Rusya ile Gürcistan arasındaki sorun nasıl çözülecek.
Bu teklifi taraflara götürdük ve hepsi evet dedi. BM nezdinde
yapılan görüşmelerde teyit edildi. Daha önce Koçaryan’a mektup
yazdım. Sorunları çözebilmek için samimiyetle çözülmesi için
adımlar attık.
AB'NİN TUTUMUNU ANLAMAKTA ZORLUK ÇEKİYORUZ
Diğer çözümlenmesi gereken sorun Kıbrıs’tır. 40 yıldır çözüm
bekliyor. Türkiye adil ve kalıcı çözümü içtenlikle destekliyor.
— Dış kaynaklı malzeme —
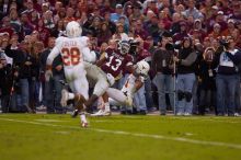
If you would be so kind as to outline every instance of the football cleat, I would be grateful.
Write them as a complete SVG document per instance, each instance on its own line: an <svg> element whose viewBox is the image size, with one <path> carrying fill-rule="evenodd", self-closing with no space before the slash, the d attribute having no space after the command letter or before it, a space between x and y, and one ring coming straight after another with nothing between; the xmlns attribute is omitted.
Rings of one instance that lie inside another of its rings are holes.
<svg viewBox="0 0 241 160"><path fill-rule="evenodd" d="M73 110L73 112L71 114L72 118L77 117L78 114L79 114L79 111L78 110Z"/></svg>
<svg viewBox="0 0 241 160"><path fill-rule="evenodd" d="M61 106L67 106L68 96L69 96L69 92L66 89L62 89L61 101L60 101Z"/></svg>
<svg viewBox="0 0 241 160"><path fill-rule="evenodd" d="M130 96L130 95L126 96L126 105L133 106L133 96Z"/></svg>
<svg viewBox="0 0 241 160"><path fill-rule="evenodd" d="M99 112L91 114L91 116L108 116L112 115L111 111L99 110Z"/></svg>
<svg viewBox="0 0 241 160"><path fill-rule="evenodd" d="M81 127L87 128L89 124L87 122L81 122Z"/></svg>

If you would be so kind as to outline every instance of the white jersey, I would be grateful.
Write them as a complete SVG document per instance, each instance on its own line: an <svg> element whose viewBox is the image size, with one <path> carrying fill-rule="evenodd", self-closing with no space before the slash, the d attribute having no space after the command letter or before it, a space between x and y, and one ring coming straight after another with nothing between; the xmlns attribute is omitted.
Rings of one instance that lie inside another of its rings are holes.
<svg viewBox="0 0 241 160"><path fill-rule="evenodd" d="M62 57L62 64L65 67L74 67L83 62L83 60L91 61L94 56L90 53L88 47L89 38L81 37L58 37L56 39L56 46L53 48L48 56L47 65L51 65L55 57L59 54Z"/></svg>
<svg viewBox="0 0 241 160"><path fill-rule="evenodd" d="M88 43L89 38L85 36L59 37L47 58L47 65L50 66L54 59L61 55L67 82L74 93L81 93L85 99L89 99L89 83L83 61L93 59Z"/></svg>

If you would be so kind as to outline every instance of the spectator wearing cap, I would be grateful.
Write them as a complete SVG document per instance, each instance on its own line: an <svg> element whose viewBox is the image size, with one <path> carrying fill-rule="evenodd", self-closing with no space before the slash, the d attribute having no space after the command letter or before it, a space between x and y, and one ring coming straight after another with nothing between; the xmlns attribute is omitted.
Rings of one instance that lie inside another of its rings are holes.
<svg viewBox="0 0 241 160"><path fill-rule="evenodd" d="M172 15L172 24L171 24L171 27L170 27L170 33L172 35L179 33L181 31L181 25L180 25L180 22L183 21L183 18L180 13L173 13Z"/></svg>
<svg viewBox="0 0 241 160"><path fill-rule="evenodd" d="M203 42L203 45L204 45L204 48L207 48L207 47L210 47L210 37L208 37L208 36L206 36L205 38L204 38L204 42Z"/></svg>
<svg viewBox="0 0 241 160"><path fill-rule="evenodd" d="M10 18L9 16L4 16L2 19L2 25L1 25L1 28L0 28L0 33L9 33L9 35L11 36L14 32L14 30L12 28L11 26L11 23L10 23Z"/></svg>
<svg viewBox="0 0 241 160"><path fill-rule="evenodd" d="M72 8L67 8L66 18L65 19L68 22L76 21L76 18L73 15L74 15L74 10Z"/></svg>
<svg viewBox="0 0 241 160"><path fill-rule="evenodd" d="M58 9L58 8L57 8ZM42 4L42 13L45 13L49 10L49 4L47 2Z"/></svg>
<svg viewBox="0 0 241 160"><path fill-rule="evenodd" d="M159 7L159 11L162 11L163 9L168 9L171 14L174 13L174 8L170 0L162 0L161 5Z"/></svg>
<svg viewBox="0 0 241 160"><path fill-rule="evenodd" d="M111 21L111 13L110 12L105 12L104 13L104 22L107 23L107 26L110 28L110 31L112 32L112 34L114 34L116 32L116 25L114 22Z"/></svg>
<svg viewBox="0 0 241 160"><path fill-rule="evenodd" d="M176 62L176 115L192 115L193 114L193 87L196 80L195 77L195 61L197 53L194 50L192 39L184 37L182 41L182 48L179 56L174 57Z"/></svg>
<svg viewBox="0 0 241 160"><path fill-rule="evenodd" d="M144 10L144 14L147 14L148 11L152 11L156 15L158 15L158 5L156 0L147 0L147 7Z"/></svg>
<svg viewBox="0 0 241 160"><path fill-rule="evenodd" d="M158 88L159 110L161 115L167 113L165 93L168 93L171 106L174 107L173 94L173 68L172 57L173 52L168 50L165 45L171 43L169 33L164 33L160 43L160 47L153 53L151 68L154 73L152 79L153 84Z"/></svg>
<svg viewBox="0 0 241 160"><path fill-rule="evenodd" d="M213 32L208 36L213 37L213 38L216 38L216 39L218 37L220 37L221 36L221 26L220 26L220 24L215 23L214 30L213 30Z"/></svg>
<svg viewBox="0 0 241 160"><path fill-rule="evenodd" d="M37 22L39 20L39 15L38 15L36 10L33 11L31 14L32 15L31 15L30 22L34 25L34 28L35 28L37 26Z"/></svg>
<svg viewBox="0 0 241 160"><path fill-rule="evenodd" d="M39 33L39 41L43 42L46 47L48 44L48 37L50 36L50 33L49 30L45 27L43 19L38 20L35 31Z"/></svg>
<svg viewBox="0 0 241 160"><path fill-rule="evenodd" d="M116 32L115 34L112 35L112 38L116 41L128 41L129 39L128 35L125 33L123 23L116 23Z"/></svg>
<svg viewBox="0 0 241 160"><path fill-rule="evenodd" d="M93 19L92 24L89 26L89 30L93 33L93 37L101 36L101 24L102 20L100 16L95 16Z"/></svg>
<svg viewBox="0 0 241 160"><path fill-rule="evenodd" d="M112 22L116 23L116 22L118 22L119 18L123 16L123 18L125 18L125 25L127 27L129 27L129 20L127 19L127 16L125 14L123 14L123 12L124 12L123 11L123 4L117 3L115 5L115 12L111 13L110 19L111 19Z"/></svg>
<svg viewBox="0 0 241 160"><path fill-rule="evenodd" d="M207 21L207 33L211 33L214 30L214 25L218 23L220 25L220 30L223 31L227 28L227 22L225 20L225 15L222 11L218 11L214 18Z"/></svg>
<svg viewBox="0 0 241 160"><path fill-rule="evenodd" d="M228 28L226 28L225 31L222 31L221 35L223 36L229 36L231 35L232 31L236 30L236 22L232 19L228 20Z"/></svg>
<svg viewBox="0 0 241 160"><path fill-rule="evenodd" d="M34 9L34 3L33 3L32 0L27 0L27 1L26 1L26 10L24 10L22 13L26 13L27 16L28 16L28 19L31 20L31 19L32 19L32 12L33 12L33 11L36 11L36 10ZM36 12L37 12L37 11L36 11ZM39 13L37 12L37 14L39 14Z"/></svg>
<svg viewBox="0 0 241 160"><path fill-rule="evenodd" d="M225 15L232 14L231 2L228 0L219 0L220 2L220 10L223 12Z"/></svg>
<svg viewBox="0 0 241 160"><path fill-rule="evenodd" d="M186 22L185 21L181 21L180 22L180 33L176 33L173 35L173 42L181 42L183 41L184 37L188 37L187 34L187 26L186 26Z"/></svg>
<svg viewBox="0 0 241 160"><path fill-rule="evenodd" d="M68 11L68 10L67 10ZM48 30L54 30L55 27L55 22L54 22L54 18L53 18L53 12L50 10L46 11L42 19L44 20L44 25L45 27L47 27ZM68 21L68 20L67 20Z"/></svg>
<svg viewBox="0 0 241 160"><path fill-rule="evenodd" d="M111 7L110 0L104 0L103 5L102 5L102 8L101 8L101 15L102 15L102 16L104 16L104 14L105 14L106 12L110 12L110 13L115 12L115 11L113 10L113 8Z"/></svg>
<svg viewBox="0 0 241 160"><path fill-rule="evenodd" d="M59 37L62 36L66 28L64 26L64 20L58 20L57 24L55 25L54 30L50 32L50 36Z"/></svg>
<svg viewBox="0 0 241 160"><path fill-rule="evenodd" d="M97 35L97 45L101 46L101 44L107 43L111 37L112 37L112 32L108 28L108 24L106 22L103 22L101 24L101 32Z"/></svg>
<svg viewBox="0 0 241 160"><path fill-rule="evenodd" d="M57 11L57 14L54 15L55 24L57 24L58 20L64 20L65 18L66 18L66 9L65 8L60 8Z"/></svg>
<svg viewBox="0 0 241 160"><path fill-rule="evenodd" d="M2 1L0 7L0 13L2 16L8 15L9 13L9 1Z"/></svg>
<svg viewBox="0 0 241 160"><path fill-rule="evenodd" d="M241 52L236 48L232 37L226 42L228 45L219 46L213 62L213 68L217 69L217 115L234 116L236 88L240 79L237 66L241 62Z"/></svg>
<svg viewBox="0 0 241 160"><path fill-rule="evenodd" d="M241 20L241 2L240 1L232 1L232 14L230 19L233 20Z"/></svg>
<svg viewBox="0 0 241 160"><path fill-rule="evenodd" d="M162 38L163 34L171 34L169 30L165 28L165 24L162 20L158 22L158 33L153 36L154 42L158 44Z"/></svg>
<svg viewBox="0 0 241 160"><path fill-rule="evenodd" d="M21 13L22 35L20 39L23 39L25 35L30 35L34 31L33 24L30 22L26 13Z"/></svg>
<svg viewBox="0 0 241 160"><path fill-rule="evenodd" d="M163 21L165 25L165 30L170 30L172 25L172 18L171 13L168 8L164 8L162 11L159 12L159 20Z"/></svg>
<svg viewBox="0 0 241 160"><path fill-rule="evenodd" d="M203 55L199 62L199 106L198 106L198 113L200 115L205 114L206 108L214 110L211 107L216 106L216 100L215 100L215 91L216 91L216 84L215 84L215 71L211 68L211 62L215 57L215 48L207 47Z"/></svg>
<svg viewBox="0 0 241 160"><path fill-rule="evenodd" d="M204 38L207 35L206 31L203 28L202 21L199 19L196 19L194 21L193 28L191 28L191 31L190 31L190 35L193 35L193 34L198 34L198 39L202 43L204 42Z"/></svg>
<svg viewBox="0 0 241 160"><path fill-rule="evenodd" d="M188 9L184 12L185 16L188 18L192 15L194 19L203 19L204 15L195 7L195 0L188 0Z"/></svg>
<svg viewBox="0 0 241 160"><path fill-rule="evenodd" d="M133 14L129 15L129 20L141 20L144 21L145 20L145 15L141 13L141 5L139 3L137 4L134 4L133 7Z"/></svg>
<svg viewBox="0 0 241 160"><path fill-rule="evenodd" d="M128 4L128 5L125 4L124 14L128 18L128 20L130 20L129 16L133 14L133 5L131 4Z"/></svg>
<svg viewBox="0 0 241 160"><path fill-rule="evenodd" d="M144 30L141 20L137 20L136 26L134 28L135 37L141 37L142 39L146 39L148 37L148 32Z"/></svg>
Türkler 2004 yılında çözüm için tercihini gösterdi.
ADALET BU MU?
Referandum yapılacağı sırasında AB ve ABD yetkilileri merak
etmeyin ne verilecekse iki tarafa da verilecek demişlerdi. Ancak 24
Nisan 2004’te Kuzey evet dedi. Güney hayır dedi. Bir hafta sonra
güney AB’ye üye kabul edildi.
Adalet bu mu. O zaman Annan bir rapor hazırladı ve bugüne kadar hiç
sonucu ortaya çıkmadı.
Yeni dönemde biz bunu takip edeceğiz. İşin ilginç tarafı, AB’deki
her sorunda bizim karşımıza Güney Rum kesimi çıkarılıyor. Bize
onları tanımazsanız müzakereler bitmez deniliyor. Kusura bakmayın
biz de her şeye evet diyemeyiz. Biz Maastricht ve Kopenhag
Kriterleri açısından dersimizi iyi yaptık. Ama bunlara göre bizi
kabul etmeyeceksiniz. Biz de bunları Ankara kriterleri yapar
yolumuza devam ederiz.
Uluslararası toplumun bu konuda doğru adımları atmasını
bekliyoruz.
TÜRKİYE, 11 EYLÜL'Ü EN İYİ ANLAYAN ÜLKELERDEN BİRİDİR
En önemli sorunlardan biri de uluslararası terördür. 11 Eylül’ü
en iyi anlayan ülkelerden biri Türkiye’dir. 5 Kasım 2007’de
yaptığım ziyarette Türkiye’nin karşı karşıya olduğu terör
problemine karşı tavrını net bir şekilde gösterdi ve ilan etti.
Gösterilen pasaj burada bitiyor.